In contrast, the Canadian government has thrown a wrench into its oil and gas industry in recent years, primarily in the name of environmental stewardship, while chasing its tail as it attempts to decarbonize the country’s economy.

But, as of 2017, neither Norway nor Canada had achieved a domestic reduction in greenhouse gas (GHG) emissions from 1990 levels, the base year for the 1997 Kyoto Protocol. In fact, Canadian carbon dioxide (CO2) emissions are up 135 per cent over this period to 617 million tonnes (MT) and Norwegian emissions are 129 per cent higher at 46.9 MT — Canada’s population is roughly seven times greater than Norway’s.

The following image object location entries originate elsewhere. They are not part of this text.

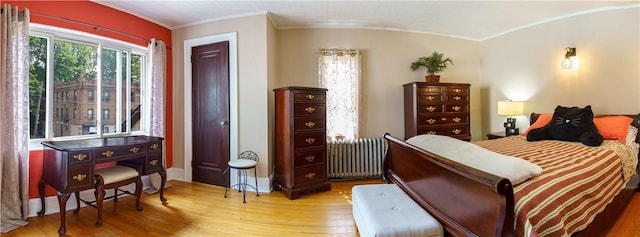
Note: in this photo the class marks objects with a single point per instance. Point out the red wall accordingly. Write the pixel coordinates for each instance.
(96, 14)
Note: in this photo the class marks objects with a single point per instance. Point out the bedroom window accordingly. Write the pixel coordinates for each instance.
(339, 72)
(68, 69)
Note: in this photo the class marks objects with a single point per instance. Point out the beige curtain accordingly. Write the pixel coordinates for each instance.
(14, 118)
(157, 75)
(339, 72)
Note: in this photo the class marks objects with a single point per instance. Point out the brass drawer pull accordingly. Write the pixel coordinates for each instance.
(107, 153)
(310, 158)
(310, 140)
(80, 157)
(310, 124)
(134, 149)
(80, 177)
(310, 109)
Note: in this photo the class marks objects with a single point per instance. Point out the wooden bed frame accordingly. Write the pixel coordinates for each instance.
(470, 202)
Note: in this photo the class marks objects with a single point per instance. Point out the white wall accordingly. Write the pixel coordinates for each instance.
(525, 65)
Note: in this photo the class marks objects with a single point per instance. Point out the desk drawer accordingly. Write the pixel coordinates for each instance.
(80, 157)
(79, 178)
(113, 152)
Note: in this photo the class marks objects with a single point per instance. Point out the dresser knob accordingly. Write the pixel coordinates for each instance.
(310, 109)
(80, 157)
(80, 177)
(107, 153)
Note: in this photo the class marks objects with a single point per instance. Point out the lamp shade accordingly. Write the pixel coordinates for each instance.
(511, 108)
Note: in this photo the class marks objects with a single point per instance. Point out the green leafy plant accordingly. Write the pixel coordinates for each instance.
(433, 64)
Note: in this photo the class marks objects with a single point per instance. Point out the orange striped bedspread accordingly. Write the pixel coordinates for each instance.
(576, 183)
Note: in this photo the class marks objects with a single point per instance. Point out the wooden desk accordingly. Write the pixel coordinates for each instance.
(68, 166)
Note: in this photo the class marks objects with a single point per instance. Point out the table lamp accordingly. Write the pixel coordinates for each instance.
(510, 108)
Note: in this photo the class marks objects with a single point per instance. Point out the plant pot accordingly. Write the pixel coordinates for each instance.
(432, 78)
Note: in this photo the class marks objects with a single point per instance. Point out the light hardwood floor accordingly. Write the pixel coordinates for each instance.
(197, 209)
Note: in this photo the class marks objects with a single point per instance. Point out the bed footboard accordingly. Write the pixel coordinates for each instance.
(468, 202)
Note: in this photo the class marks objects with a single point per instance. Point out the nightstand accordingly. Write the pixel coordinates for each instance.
(496, 135)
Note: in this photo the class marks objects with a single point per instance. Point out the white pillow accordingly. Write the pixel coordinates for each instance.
(515, 169)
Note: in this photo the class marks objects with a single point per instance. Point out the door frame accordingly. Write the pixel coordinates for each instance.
(233, 97)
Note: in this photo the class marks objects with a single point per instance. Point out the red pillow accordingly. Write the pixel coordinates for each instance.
(613, 127)
(543, 119)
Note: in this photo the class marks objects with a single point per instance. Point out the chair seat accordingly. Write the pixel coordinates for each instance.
(116, 173)
(242, 164)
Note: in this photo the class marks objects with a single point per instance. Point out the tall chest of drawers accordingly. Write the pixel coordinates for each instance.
(437, 108)
(300, 141)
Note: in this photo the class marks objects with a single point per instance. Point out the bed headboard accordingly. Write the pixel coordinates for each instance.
(635, 123)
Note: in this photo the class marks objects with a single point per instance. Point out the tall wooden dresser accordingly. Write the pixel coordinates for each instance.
(300, 141)
(437, 108)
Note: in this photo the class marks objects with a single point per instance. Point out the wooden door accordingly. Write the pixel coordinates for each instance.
(210, 75)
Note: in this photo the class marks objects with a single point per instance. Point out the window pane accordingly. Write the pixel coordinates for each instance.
(136, 102)
(37, 86)
(74, 70)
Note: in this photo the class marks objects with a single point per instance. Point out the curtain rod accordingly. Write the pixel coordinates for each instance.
(96, 27)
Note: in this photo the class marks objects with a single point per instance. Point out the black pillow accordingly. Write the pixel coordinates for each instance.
(569, 124)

Despite Norway’s poor record at reducing domestic CO2 emissions as of 2017, it ranks number one in the world for making a positive contribution to the planet and combatting climate change based on the environmental sub-component of the Good Country Index — Canada comes in 17th place.

The reason being the Norwegian government’s strong commitment to environmental sustainability in general, and climate change mitigation in particular, as these enjoy broad and deep political support in the country. Domestic CO2 emissions may have increased since 1990, but Norway remains committed to targeted reductions of 40 per cent from 1990 levels by 2030.

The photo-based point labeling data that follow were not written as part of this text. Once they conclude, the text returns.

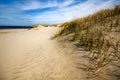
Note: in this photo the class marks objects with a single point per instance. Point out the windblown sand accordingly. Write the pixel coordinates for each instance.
(32, 55)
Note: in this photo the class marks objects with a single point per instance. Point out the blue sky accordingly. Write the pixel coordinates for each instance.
(30, 12)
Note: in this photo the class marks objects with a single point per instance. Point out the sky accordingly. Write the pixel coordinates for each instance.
(30, 12)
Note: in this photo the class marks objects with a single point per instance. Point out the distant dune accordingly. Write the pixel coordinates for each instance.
(83, 49)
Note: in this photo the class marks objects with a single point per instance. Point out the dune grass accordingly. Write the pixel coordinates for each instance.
(93, 33)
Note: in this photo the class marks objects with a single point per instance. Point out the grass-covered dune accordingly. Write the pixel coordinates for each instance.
(99, 35)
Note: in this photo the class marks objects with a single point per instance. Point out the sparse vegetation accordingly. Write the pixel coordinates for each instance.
(98, 35)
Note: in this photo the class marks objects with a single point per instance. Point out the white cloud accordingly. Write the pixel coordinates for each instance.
(73, 12)
(37, 5)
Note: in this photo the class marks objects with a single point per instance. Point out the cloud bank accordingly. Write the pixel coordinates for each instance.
(29, 12)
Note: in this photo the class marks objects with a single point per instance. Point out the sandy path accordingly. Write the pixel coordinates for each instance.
(31, 55)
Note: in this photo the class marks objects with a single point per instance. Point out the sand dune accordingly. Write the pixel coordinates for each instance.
(31, 55)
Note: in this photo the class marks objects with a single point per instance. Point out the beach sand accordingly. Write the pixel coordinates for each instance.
(32, 55)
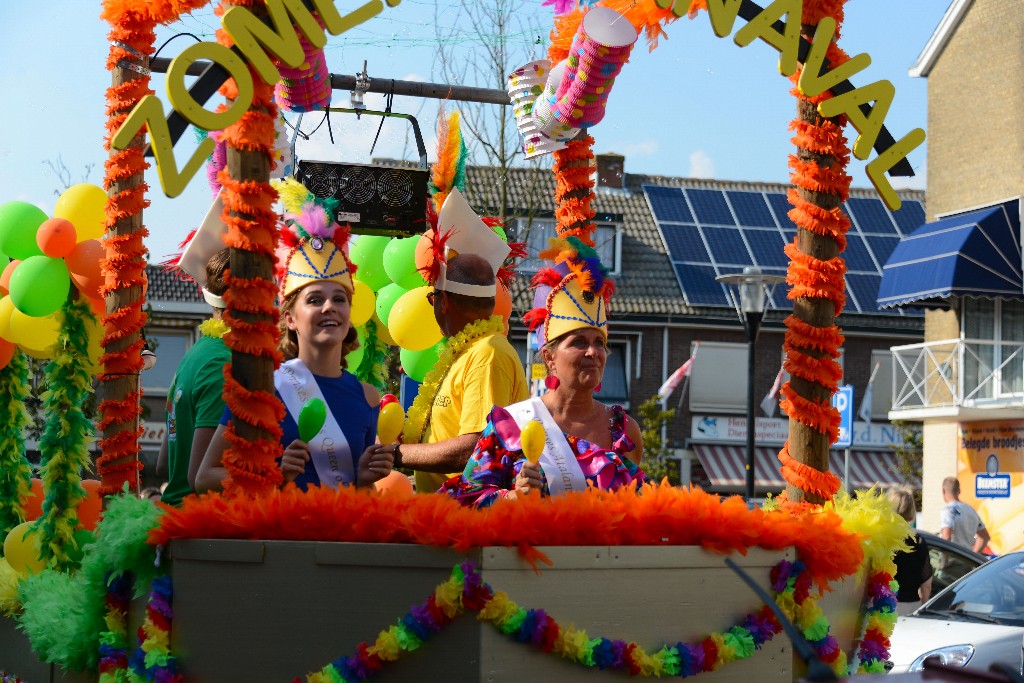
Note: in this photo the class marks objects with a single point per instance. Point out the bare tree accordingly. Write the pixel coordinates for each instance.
(479, 47)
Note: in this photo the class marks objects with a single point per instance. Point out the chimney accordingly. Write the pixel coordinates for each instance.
(610, 171)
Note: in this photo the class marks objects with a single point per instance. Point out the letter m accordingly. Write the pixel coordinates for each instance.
(256, 37)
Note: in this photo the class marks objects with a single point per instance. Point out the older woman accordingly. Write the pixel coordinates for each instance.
(588, 443)
(316, 335)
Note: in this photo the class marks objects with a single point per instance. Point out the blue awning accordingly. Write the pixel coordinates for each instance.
(977, 253)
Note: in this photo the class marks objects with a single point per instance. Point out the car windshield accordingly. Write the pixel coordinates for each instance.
(993, 593)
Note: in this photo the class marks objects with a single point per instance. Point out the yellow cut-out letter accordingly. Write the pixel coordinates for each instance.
(194, 112)
(812, 83)
(150, 113)
(786, 43)
(880, 92)
(248, 32)
(877, 169)
(723, 15)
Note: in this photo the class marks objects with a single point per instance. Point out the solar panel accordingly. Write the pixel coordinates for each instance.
(699, 287)
(751, 209)
(856, 254)
(700, 231)
(870, 215)
(727, 247)
(710, 207)
(767, 248)
(684, 243)
(668, 204)
(909, 217)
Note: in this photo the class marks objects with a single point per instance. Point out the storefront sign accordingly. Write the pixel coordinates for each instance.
(990, 467)
(774, 431)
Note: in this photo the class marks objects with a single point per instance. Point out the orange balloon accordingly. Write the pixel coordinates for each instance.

To date, Norway has placed substantially greater emphasis on reducing GHG emissions in developing countries, where it obtains far greater bang for the buck — international carbon credits to meet its climate targets — due to the relatively decarbonized nature of its domestic economy. The widespread use of electricity, especially for space heating, given the historical predominance of hydropower, means its residential and commercial sectors already have been largely decarbonized.

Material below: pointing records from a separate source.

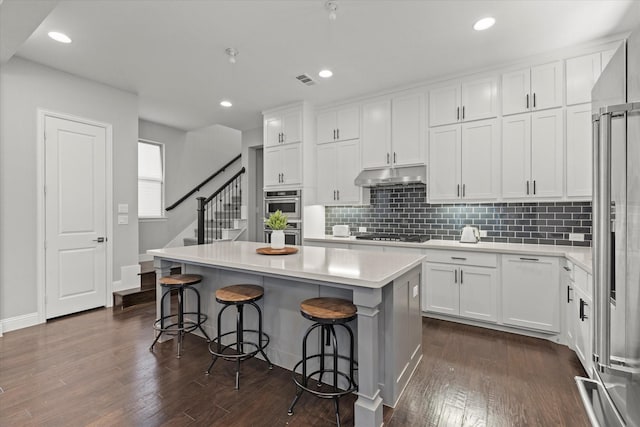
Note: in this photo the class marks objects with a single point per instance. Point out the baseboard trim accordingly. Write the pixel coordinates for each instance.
(145, 257)
(19, 322)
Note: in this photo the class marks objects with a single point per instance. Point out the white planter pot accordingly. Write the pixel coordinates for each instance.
(277, 239)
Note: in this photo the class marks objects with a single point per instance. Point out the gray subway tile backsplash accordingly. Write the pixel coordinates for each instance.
(404, 210)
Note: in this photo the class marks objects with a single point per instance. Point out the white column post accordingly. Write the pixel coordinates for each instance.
(368, 407)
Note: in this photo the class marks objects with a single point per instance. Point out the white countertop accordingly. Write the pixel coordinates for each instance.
(581, 256)
(343, 266)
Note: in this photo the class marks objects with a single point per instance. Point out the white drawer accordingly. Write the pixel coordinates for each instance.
(583, 280)
(481, 259)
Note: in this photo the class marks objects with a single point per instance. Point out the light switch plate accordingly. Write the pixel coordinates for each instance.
(576, 237)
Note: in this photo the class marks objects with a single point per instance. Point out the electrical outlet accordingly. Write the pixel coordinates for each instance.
(576, 237)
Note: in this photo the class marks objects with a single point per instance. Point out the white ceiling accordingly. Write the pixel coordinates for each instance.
(171, 53)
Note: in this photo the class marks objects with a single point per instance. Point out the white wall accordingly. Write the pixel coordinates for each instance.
(190, 157)
(250, 140)
(24, 87)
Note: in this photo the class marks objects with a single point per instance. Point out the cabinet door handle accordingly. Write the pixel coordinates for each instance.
(582, 313)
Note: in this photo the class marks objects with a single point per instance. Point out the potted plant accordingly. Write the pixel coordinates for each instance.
(277, 222)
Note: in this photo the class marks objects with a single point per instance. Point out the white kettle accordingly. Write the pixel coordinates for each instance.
(470, 235)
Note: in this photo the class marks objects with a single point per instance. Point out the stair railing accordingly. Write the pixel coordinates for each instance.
(219, 210)
(203, 183)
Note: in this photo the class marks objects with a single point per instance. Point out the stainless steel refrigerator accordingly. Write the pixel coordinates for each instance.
(612, 396)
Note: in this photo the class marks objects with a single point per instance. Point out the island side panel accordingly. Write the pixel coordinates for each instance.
(401, 350)
(368, 407)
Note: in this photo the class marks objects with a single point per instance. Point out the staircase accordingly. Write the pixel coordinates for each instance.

At the same time, Norway is at the forefront of decarbonizing transportation, oil and gas production, and manufacturing, the major sources of its energy-related GHG emissions. For example, the country has easily the highest electric car adoption rate in the world. Almost half of new automobiles sold in the first half of this year were powered by fully electric engines — compared to a quarter in the same period last year — placing Norway third in global sales behind behemoths China and the U.S.

A wide range of government measures support electric car sales in Norway. These include heavy taxes on gasoline and diesel-powered vehicles, exemptions or discounts on road tolls, free access to public parking, and funding for required infrastructure such as charging stations. In June 2016, the Norwegian government announced that all new cars sold in the country would have to be emission-free by 2025.

Norway has also been a global leader in carbon capture and storage (CCS) since the commercial-scale Sleipner gas field project came online in 1996, incentivized by Norway introducing a carbon tax way back in 1991, followed by a CCS project at the Snøhvit Liquefied Natural Gas plant in 2008.

CCS may be expensive, and the least attractive option for combating climate change at the present time, but its widespread adoption is considered necessary for avoiding environmental cataclysm by all reputable energy forecasting organizations.

And Norway is now at the forefront of the next wave of CCS, capturing CO2 from industrial emitters instead of oil and gas producers, having already funded its share of the Norwegian CCS Demonstration project. The project is to capture CO2 emissions from a cluster of industrial plants — including a cement manufacturer and a chemical company — and could be operational by 2022.

Since agreeing to its present CO2 emissions targets in 2008, the Norwegian government has substantially increased funding for energy research, development and demonstration (RD&D) to “exceptionally high levels” to support efforts to reduce GHG emissions in its economy. As a result, Norway may be the country best placed to overcome barriers to large-scale CCS deployment, supporting the adoption of CCS globally, and other obstacles to combating climate change.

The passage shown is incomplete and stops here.